The Tiny Things Are Heavier is the debut novel by Nigerian author Esther Ifesinachi Okonkwo. Published by Bloomsbury Publishing on June 24, 2025, the literary fiction novel explores themes of migration, mental health, familial obligation, love, and identity, primarily focusing on a Nigerian immigrant navigating life in America and the complicated pull of home. The novel has been compared to works by Chimamanda Ngozi Adichie.

== Plot summary ==
The novel follows Somkelechukwu (Sommy), a Nigerian woman who travels to the United States to pursue graduate studies in literature in Iowa. Her departure occurs just two weeks after her elder brother, Mezie, attempts suicide, leaving Sommy plagued by guilt and struggling with homesickness and a sense of alienation in her new life.

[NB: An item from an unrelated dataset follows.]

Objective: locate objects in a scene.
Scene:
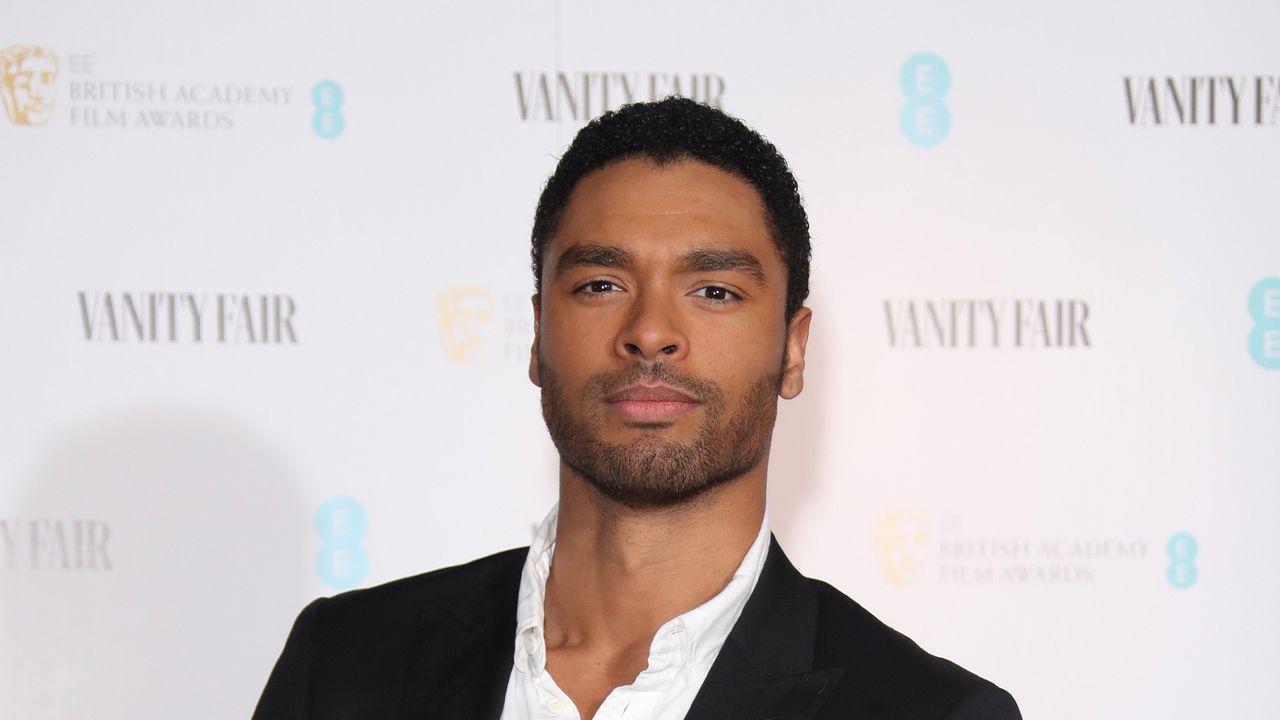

Sommy initially enters a relationship with her boisterous Nigerian roommate, Bayo. However, her life becomes more complicated when she begins to fall for Bryan, a biracial American writer whose Nigerian father abandoned his family shortly after his birth. Bound by their feelings of unbelonging and a shared, vague sense of Nigerian kinship, Sommy and Bryan grow close.

During a summer break, Sommy and Bryan travel to Lagos, Nigeria. Sommy hopes to reconcile with Mezie and confront the complexities of her family relationships, while Bryan seeks to connect with his estranged father. A shocking and unexpected event occurs during this trip, which throws their lives into disarray, strains Sommy's relationships, and forces her to confront her own identity and what she truly owes to her loved ones. The narrative explores the contrast between the American Midwest and the bustling city of Lagos, using migration as a lens to examine universal human struggles and the process of moving from young adulthood to maturity.